That whacking sound heard throughout the blogosphere today is the sound of Amazon whacking Google and the rest of the online storage players about the head. Amazon has released a very inexpensive online storage service that some are saying will change the online storage game.

First, the good. The service is very inexpensive. $0.15 per GB-Month of storage used and $.20 per GB-month of data transferred.

So lets say someone wants to host all their data with Amazon and serve it to their web page. Maybe 20 GB of data and 30 GB of bandwidth (transfer). That’s $3.00 per month for the storage plus $6.00 for the bandwidth, for a total of $9.00 a month. That’s an almost unbelievable price.

I signed up early this morning, and will play around with the service this weekend and report my impressions.

But this is not the GDrive and Box.Net killer some are saying it is.

Because this service is in no way, shape or form designed for the consumer to back up his or her data or media files. It is aimed at developers.

To consumers, FTP is hard enough. Soap is for the shower and rest is what you do when you’re tired.
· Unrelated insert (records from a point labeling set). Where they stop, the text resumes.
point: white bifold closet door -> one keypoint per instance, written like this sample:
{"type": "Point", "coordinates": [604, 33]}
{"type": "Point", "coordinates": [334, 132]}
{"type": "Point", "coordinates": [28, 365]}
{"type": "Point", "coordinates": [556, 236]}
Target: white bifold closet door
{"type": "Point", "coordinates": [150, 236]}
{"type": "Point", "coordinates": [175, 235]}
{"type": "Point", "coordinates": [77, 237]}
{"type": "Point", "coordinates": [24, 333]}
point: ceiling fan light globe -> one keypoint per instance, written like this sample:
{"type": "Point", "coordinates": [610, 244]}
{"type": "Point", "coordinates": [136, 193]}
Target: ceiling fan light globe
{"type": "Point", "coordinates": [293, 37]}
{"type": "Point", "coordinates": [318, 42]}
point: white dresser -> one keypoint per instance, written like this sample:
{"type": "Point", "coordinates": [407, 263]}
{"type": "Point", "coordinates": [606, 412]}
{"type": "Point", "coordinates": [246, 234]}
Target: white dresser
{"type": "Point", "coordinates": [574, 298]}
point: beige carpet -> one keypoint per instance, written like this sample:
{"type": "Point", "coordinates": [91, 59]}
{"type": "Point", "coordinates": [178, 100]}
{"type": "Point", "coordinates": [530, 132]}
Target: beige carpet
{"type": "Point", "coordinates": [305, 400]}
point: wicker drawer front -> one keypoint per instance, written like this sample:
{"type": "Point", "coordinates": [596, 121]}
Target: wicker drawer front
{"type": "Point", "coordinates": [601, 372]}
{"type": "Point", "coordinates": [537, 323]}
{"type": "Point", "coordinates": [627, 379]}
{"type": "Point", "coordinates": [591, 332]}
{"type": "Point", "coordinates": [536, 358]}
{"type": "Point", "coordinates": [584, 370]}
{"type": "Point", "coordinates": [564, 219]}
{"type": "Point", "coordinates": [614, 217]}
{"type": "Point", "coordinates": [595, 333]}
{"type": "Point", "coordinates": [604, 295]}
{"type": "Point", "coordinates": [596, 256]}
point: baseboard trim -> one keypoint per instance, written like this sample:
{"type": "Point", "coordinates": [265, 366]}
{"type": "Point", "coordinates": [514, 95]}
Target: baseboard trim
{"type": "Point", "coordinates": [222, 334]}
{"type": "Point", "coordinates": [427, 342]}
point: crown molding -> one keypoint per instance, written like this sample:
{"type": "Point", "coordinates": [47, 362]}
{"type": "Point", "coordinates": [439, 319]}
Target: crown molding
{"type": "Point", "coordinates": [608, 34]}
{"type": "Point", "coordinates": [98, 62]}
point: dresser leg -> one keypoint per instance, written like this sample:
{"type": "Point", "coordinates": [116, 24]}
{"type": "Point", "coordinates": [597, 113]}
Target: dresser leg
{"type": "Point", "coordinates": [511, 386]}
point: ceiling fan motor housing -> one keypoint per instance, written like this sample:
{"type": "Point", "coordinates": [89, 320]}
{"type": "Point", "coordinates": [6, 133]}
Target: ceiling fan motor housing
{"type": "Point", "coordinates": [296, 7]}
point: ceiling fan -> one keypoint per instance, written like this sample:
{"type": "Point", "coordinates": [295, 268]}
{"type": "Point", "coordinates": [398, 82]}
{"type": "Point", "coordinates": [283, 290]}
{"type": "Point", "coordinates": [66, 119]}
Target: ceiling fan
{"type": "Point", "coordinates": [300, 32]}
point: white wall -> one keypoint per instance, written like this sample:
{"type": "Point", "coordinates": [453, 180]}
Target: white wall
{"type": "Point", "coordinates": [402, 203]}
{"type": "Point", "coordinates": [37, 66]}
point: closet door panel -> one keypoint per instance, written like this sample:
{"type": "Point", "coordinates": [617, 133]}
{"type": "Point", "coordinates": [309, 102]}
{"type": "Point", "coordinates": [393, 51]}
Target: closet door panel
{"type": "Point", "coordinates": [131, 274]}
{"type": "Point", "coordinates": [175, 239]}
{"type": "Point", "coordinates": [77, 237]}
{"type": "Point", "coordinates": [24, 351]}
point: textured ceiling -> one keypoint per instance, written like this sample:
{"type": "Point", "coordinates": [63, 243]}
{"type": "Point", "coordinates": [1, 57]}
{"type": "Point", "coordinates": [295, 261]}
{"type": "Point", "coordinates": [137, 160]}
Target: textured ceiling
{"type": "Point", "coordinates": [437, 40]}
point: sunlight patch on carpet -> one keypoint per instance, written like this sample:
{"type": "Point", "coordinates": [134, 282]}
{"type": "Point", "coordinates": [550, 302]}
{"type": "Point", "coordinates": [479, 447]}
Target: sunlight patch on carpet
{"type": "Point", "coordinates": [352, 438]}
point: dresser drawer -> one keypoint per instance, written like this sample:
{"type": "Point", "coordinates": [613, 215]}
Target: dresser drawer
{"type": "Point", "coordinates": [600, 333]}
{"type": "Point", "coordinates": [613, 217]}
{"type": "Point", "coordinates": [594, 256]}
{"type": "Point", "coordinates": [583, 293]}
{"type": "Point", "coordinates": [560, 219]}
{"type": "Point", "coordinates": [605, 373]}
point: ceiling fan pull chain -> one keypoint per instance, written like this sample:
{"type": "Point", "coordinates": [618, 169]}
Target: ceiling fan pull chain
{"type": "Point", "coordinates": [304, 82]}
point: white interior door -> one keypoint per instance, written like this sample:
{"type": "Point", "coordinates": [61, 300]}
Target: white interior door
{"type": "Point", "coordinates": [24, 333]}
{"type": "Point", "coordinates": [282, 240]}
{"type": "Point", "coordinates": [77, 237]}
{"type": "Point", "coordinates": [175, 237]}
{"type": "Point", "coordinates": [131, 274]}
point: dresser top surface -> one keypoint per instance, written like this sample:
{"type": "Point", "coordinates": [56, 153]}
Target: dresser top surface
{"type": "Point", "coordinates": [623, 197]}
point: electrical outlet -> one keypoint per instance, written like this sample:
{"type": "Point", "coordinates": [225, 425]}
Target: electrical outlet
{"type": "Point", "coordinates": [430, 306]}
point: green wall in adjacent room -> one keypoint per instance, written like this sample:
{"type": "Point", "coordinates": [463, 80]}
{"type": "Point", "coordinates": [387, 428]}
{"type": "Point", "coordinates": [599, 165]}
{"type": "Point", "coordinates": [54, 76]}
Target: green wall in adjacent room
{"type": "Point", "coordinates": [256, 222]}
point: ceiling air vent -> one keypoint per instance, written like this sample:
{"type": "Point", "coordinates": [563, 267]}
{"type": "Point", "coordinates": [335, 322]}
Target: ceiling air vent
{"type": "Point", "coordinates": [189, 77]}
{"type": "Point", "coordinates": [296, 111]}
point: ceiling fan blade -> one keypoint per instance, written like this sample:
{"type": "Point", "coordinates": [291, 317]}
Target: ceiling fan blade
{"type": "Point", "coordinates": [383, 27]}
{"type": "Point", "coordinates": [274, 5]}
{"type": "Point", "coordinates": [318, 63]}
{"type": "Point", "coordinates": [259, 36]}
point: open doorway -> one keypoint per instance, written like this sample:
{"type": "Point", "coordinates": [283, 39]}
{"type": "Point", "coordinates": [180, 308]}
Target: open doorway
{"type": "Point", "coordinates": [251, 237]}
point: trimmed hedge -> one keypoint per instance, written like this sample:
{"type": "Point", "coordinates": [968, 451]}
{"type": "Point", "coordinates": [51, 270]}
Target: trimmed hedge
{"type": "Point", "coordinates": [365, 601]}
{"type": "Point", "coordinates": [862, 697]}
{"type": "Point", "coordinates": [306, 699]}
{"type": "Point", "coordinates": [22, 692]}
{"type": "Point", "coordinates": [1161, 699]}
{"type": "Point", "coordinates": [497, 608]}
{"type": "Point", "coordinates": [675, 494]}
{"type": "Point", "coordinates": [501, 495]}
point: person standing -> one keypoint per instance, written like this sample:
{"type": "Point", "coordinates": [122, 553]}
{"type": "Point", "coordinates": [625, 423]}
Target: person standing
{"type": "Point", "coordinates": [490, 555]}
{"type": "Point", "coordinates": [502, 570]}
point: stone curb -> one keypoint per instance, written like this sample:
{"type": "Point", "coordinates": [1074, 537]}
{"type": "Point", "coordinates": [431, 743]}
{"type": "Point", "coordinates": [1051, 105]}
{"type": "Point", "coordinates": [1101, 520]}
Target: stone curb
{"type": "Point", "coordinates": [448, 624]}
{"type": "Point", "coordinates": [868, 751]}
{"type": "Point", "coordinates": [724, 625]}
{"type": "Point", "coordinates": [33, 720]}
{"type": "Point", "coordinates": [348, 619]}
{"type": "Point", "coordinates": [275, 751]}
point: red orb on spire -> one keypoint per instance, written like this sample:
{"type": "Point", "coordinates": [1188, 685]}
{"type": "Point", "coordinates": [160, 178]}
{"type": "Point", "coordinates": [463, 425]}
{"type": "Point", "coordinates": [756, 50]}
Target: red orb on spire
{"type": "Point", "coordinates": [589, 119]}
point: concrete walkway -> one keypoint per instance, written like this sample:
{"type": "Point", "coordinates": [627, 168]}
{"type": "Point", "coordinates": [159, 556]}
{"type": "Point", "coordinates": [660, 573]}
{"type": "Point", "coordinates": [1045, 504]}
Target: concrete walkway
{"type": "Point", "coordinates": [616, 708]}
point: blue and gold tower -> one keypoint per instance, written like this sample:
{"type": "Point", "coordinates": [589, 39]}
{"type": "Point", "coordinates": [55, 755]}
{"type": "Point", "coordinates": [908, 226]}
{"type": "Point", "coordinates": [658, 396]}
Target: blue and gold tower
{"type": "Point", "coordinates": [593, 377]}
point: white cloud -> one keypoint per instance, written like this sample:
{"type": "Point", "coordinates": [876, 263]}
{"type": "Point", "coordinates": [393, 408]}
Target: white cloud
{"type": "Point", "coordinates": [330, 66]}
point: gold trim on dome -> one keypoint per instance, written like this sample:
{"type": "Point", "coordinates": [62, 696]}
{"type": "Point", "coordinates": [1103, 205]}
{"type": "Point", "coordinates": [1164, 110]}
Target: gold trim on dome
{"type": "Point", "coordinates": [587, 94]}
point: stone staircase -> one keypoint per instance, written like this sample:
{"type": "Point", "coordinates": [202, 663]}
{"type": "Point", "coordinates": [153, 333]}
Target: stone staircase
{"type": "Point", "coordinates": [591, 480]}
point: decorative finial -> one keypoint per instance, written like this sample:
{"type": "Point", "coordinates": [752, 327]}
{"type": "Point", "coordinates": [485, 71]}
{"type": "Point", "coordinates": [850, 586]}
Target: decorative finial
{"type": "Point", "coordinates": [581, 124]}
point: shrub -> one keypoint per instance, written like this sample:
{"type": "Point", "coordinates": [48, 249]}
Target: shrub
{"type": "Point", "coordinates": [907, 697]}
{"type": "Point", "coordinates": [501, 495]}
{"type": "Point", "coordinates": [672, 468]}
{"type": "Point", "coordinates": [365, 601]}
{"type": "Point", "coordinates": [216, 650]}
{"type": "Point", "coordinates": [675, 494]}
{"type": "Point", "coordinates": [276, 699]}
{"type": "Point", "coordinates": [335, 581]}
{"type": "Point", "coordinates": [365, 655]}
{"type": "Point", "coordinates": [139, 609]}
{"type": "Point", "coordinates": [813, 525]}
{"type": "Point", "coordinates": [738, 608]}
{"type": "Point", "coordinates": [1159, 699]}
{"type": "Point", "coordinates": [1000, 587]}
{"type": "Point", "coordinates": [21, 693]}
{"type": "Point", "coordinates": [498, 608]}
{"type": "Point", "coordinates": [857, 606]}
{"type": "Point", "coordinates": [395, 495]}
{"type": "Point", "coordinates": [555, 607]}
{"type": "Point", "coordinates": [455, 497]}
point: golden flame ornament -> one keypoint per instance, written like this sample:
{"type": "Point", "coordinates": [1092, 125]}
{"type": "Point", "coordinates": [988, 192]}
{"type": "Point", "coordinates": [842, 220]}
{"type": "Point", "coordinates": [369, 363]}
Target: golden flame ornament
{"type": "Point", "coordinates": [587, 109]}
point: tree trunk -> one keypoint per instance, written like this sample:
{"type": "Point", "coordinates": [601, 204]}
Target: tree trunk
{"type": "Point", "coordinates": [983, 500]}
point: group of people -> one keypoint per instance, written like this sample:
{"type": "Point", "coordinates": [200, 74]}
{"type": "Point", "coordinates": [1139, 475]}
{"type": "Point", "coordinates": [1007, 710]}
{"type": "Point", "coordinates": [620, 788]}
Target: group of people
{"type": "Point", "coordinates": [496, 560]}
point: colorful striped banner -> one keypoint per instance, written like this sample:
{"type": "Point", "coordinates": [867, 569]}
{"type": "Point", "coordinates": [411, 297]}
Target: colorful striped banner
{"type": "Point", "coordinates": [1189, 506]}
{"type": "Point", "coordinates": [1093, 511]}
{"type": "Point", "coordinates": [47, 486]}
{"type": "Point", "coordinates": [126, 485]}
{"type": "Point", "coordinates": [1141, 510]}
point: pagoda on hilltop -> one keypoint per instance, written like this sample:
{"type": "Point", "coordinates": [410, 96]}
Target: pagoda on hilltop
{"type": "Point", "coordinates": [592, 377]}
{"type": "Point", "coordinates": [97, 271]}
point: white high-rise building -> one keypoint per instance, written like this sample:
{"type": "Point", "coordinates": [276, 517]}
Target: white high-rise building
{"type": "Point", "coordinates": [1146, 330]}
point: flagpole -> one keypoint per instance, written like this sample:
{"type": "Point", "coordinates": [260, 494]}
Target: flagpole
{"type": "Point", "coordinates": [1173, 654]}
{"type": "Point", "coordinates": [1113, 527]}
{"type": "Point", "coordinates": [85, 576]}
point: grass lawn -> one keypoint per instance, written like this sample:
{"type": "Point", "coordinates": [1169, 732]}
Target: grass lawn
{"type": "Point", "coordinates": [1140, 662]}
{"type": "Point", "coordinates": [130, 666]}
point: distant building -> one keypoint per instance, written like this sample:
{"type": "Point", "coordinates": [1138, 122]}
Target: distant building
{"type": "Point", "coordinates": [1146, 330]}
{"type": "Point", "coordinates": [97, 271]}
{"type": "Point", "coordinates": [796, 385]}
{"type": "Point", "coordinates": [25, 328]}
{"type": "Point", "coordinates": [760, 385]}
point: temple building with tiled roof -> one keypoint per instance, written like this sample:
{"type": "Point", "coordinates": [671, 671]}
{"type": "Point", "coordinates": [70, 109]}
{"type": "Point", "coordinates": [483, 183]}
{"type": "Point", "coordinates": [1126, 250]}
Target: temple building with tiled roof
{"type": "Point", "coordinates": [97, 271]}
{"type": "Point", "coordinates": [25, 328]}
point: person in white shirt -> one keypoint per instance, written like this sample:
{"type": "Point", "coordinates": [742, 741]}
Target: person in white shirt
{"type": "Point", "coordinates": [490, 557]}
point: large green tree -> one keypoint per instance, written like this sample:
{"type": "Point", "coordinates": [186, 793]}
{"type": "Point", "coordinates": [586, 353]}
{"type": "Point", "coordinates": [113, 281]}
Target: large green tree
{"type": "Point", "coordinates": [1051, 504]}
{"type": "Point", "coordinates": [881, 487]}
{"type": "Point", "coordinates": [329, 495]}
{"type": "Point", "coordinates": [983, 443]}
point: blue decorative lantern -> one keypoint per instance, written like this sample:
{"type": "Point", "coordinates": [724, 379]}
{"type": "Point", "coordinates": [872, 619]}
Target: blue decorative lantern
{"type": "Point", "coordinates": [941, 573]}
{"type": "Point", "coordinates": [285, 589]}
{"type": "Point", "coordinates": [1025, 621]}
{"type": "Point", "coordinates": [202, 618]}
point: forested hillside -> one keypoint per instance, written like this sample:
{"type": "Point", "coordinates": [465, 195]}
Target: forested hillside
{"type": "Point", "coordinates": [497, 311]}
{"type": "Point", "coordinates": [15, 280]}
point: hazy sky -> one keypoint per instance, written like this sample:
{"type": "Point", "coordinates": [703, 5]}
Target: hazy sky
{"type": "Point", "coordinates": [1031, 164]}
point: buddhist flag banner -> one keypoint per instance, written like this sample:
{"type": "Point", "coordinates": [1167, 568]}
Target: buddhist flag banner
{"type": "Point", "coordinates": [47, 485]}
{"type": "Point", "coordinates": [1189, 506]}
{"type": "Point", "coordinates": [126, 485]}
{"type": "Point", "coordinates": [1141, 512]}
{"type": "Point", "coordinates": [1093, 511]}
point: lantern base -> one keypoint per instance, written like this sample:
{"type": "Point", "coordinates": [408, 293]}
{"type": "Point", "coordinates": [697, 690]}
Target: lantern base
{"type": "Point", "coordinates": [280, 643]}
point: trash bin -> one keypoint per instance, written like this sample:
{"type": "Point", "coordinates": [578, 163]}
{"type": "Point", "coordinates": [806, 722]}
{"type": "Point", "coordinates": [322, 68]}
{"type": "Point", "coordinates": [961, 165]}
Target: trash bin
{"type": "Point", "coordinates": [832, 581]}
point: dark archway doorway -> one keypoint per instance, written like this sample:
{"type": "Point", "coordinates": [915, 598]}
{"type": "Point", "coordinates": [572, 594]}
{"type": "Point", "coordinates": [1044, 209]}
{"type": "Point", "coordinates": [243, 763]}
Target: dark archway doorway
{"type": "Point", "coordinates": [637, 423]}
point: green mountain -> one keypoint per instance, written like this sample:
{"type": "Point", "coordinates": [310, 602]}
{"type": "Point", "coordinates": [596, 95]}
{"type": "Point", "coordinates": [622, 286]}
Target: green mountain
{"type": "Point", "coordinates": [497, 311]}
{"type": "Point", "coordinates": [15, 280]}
So while developers will find Amazon’s service irresistible, consumers will still look to other consumer-oriented services that make the management of online storage easier and more intuitive.

And of course by consumers, I also mean small and medium businesses without a dedicated IT department.

So while I’m excited about Amazon’s new service, let’s not get too carried away about its effect on the consumer online storage industry.